Natrel Communications

Natrel Communications had a 2013 full of promotions, account wins, diversification, fundamentals—and farewells. Most prominent in the promotions department was agency veteran Nicole Hyland, bumped up from senior VP, director of client services to senior VP, chief marketing officer, and the promotion of Tamra Micco to Hyland’s former position. Meanwhile, the agency earned new AOR assignments from client CSL Behring for recombinant Factor VIII and recombinant Factor IX products for coagulation. It also diversified its roster into OTC, device marketing, and medical food promotion. Medical food in particular is a new entry on Natrel’s resume—it recently celebrated the launch of Entera Health’s EnteraGam, a prescription medical food product for the dietary management of enteropathy.

Even with these new developments, Natrel’s  leadership is staying focused on the fundamentals of what they believe sets their agency apart. “I think the real key is that we always remain faithful to the belief that it’s the brand’s personality or the emotional connection that we’re creating with brands that makes us successful as an agency,” Hyland says.

Many of the brands Natrel represents are in the chronic medicine field. Given this, the agency takes seriously the idea of building strong long-term relationships not just between patients and brands, but between patients and organizations. “One thing we’ve done with our clients is really looking to loyalty to the organization as equally important to the brand,” Ms. Hyland says. “So we’ve worked closely with them to further establish corporate commitment and recognition.”

To achieve that sort of commitment, Natrel has been developing disease-based interactive hubs that support patients along the entire disease continuum, as well as franchise branding elements that unified portfolios. “This has been sort of a new approach for us, not only focusing on brand and the importance of brand promotion but also corporate promotion and recognition, and franchise as well,” Hyland says.

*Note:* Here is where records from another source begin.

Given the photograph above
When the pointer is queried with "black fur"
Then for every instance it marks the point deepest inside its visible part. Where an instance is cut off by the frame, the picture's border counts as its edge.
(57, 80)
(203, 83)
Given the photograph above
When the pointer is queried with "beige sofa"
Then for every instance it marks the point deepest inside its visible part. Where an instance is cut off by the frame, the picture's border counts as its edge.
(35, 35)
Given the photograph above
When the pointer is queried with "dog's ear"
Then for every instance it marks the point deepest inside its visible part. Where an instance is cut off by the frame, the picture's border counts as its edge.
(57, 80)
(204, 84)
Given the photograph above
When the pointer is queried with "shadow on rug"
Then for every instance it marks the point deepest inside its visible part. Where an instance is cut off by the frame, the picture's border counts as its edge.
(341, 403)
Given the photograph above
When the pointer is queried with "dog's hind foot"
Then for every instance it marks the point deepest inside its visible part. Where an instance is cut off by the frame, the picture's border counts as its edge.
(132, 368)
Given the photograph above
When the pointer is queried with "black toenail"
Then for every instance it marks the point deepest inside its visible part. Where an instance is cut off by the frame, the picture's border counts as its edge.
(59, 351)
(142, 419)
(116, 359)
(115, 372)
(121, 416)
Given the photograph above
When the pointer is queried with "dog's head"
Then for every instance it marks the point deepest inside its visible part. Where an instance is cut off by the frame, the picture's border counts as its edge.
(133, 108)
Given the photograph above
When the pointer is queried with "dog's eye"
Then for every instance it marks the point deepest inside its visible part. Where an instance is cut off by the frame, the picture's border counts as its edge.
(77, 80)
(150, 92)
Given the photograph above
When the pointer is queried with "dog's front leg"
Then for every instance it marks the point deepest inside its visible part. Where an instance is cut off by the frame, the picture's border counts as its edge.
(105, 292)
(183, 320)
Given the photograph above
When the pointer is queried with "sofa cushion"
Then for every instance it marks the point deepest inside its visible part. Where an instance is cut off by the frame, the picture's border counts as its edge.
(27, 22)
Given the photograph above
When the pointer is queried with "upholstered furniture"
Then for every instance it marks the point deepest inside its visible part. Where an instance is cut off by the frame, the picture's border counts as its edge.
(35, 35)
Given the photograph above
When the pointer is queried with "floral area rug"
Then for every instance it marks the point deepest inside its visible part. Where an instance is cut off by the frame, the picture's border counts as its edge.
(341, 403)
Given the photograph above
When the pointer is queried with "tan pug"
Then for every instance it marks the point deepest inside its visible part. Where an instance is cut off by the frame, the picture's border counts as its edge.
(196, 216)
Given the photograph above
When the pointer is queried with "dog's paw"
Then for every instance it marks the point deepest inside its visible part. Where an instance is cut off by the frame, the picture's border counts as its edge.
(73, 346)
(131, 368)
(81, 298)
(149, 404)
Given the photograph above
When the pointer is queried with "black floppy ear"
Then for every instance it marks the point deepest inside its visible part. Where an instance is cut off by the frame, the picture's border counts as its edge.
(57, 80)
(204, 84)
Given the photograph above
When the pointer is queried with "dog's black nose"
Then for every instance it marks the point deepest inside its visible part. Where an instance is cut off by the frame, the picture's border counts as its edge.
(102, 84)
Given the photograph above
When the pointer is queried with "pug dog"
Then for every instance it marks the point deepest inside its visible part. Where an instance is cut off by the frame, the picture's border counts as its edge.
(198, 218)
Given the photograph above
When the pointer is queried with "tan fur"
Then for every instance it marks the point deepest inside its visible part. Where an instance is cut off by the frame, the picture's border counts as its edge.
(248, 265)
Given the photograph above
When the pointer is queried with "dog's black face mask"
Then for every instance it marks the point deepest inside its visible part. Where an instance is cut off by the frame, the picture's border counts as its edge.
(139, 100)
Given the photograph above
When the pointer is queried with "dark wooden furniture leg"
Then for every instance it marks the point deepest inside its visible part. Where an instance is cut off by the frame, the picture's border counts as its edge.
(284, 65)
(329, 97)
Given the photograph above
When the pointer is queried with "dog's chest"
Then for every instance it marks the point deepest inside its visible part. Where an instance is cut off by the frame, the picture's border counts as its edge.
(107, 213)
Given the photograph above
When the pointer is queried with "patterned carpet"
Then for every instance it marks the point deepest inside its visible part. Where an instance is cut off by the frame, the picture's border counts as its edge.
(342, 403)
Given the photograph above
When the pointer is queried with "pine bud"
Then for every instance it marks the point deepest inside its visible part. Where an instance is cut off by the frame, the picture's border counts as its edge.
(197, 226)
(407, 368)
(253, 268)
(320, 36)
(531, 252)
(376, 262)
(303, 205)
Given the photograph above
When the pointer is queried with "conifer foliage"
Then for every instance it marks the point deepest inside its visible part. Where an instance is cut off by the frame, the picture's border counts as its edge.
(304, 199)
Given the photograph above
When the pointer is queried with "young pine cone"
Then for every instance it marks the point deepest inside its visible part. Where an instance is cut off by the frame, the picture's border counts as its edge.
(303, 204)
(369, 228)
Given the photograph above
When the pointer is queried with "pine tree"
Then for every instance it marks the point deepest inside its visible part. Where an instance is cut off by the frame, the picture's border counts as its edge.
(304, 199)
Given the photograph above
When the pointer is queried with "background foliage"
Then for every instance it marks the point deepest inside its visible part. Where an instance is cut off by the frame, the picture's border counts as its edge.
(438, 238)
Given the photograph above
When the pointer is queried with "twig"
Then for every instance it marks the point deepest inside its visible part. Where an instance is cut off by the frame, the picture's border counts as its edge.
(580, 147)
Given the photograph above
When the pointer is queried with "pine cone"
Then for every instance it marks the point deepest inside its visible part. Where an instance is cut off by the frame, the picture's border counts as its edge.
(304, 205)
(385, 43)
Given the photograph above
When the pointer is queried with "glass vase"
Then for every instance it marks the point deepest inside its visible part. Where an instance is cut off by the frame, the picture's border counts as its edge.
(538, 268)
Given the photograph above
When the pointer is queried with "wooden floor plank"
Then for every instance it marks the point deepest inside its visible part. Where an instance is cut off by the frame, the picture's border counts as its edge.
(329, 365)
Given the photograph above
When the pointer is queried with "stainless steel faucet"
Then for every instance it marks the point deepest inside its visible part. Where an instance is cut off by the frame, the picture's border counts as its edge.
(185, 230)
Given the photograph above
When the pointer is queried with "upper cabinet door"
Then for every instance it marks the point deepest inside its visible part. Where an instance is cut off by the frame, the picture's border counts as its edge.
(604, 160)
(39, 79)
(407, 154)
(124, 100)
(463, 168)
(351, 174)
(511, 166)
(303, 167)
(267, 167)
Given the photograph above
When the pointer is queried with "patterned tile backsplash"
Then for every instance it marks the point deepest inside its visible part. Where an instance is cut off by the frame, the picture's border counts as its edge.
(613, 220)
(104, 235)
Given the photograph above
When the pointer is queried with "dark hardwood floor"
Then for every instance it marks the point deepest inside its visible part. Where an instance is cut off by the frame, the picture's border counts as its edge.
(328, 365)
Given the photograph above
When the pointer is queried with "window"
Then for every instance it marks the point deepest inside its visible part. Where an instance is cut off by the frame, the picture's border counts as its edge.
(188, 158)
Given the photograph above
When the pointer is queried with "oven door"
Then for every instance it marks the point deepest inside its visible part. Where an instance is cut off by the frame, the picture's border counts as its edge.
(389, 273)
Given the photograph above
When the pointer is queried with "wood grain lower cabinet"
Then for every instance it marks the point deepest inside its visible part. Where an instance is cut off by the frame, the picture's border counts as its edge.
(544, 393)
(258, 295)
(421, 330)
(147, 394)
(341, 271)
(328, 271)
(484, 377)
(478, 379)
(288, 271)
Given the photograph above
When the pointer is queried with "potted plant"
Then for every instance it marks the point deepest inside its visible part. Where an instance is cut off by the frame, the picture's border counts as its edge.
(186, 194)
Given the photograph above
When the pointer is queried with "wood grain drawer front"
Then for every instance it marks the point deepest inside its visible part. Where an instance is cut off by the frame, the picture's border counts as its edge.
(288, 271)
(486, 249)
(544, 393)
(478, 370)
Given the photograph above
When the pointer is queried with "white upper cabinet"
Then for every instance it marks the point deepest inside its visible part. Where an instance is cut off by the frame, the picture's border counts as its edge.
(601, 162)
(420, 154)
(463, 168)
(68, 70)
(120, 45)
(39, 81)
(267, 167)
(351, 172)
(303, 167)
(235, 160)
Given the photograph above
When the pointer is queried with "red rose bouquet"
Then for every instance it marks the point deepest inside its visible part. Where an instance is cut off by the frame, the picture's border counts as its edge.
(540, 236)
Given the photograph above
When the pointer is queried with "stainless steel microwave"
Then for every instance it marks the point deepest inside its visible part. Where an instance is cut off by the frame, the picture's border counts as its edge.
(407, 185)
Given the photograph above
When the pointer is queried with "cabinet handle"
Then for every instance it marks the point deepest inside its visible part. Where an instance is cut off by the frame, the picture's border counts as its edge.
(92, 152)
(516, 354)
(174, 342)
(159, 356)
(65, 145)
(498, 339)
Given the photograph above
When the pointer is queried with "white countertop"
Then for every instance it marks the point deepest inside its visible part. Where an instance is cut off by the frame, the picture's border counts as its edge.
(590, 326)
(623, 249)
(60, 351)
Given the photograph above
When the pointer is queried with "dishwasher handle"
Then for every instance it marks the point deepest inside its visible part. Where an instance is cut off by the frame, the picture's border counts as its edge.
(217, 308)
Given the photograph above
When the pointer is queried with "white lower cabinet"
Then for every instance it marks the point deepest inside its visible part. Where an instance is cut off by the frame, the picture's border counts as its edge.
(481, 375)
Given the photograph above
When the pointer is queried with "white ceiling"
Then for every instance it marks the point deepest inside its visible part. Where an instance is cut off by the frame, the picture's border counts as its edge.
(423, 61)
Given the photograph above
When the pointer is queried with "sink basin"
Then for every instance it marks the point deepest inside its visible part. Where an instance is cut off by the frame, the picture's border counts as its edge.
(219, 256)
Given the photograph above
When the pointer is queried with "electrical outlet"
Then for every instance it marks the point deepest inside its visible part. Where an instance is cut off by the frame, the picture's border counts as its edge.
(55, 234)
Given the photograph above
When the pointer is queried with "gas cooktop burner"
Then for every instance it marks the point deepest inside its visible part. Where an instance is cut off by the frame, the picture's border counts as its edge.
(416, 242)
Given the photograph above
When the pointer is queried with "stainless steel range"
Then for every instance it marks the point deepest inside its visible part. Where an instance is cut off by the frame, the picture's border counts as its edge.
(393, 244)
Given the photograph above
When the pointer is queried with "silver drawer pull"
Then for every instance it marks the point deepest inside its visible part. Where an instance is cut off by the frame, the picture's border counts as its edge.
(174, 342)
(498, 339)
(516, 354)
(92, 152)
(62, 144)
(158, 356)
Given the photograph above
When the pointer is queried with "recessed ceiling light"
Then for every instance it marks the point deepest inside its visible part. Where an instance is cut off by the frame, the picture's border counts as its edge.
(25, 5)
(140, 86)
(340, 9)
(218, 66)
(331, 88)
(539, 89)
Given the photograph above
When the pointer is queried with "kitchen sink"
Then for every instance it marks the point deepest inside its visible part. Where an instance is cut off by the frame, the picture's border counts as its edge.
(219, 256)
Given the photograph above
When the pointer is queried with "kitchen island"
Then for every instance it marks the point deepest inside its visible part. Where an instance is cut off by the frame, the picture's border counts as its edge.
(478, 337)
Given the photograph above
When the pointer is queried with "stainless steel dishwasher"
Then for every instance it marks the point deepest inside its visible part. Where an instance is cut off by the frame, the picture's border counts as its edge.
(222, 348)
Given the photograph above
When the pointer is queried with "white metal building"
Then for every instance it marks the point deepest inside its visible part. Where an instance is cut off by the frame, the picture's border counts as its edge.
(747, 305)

All this diversity and focus has led to consistent financial performance. In 2013 Natrel increased its revenue by about 10% to just short of $13.5 million, the latest in several years of growth. And many of the agency’s account wins came late in the year, so hopes are high for even more success in 2014 and beyond—Natrel founding partner David Nakamura is projecting growth at 20% for the current year. More revenue, though, isn’t the only priority; the agency is also working on efficiency, since that’s what clients are demanding.

“We’re looking at ways to continue to improve our efficiencies and specifically our processes,” Nakamura says. “Our customers, their budgets—except for the launch year—keep going down every year post-launch and yet they have tools that they need in the field. So we’re trying to make sure that we’re optimizing our workflow so that they can execute those projects in a cost-efficient manner.”

The farewell? In early 2014 Natrel bid goodbye to Nakamura’s fellow founding partner, Allan Trent, who left the agency to pursue other opportunities.

“We had 15 good years, a nice run, and he felt it was time for a change,” Nakamura says of his former partner. “The agency is basically functioning as normal and Allan is pursuing other interests.”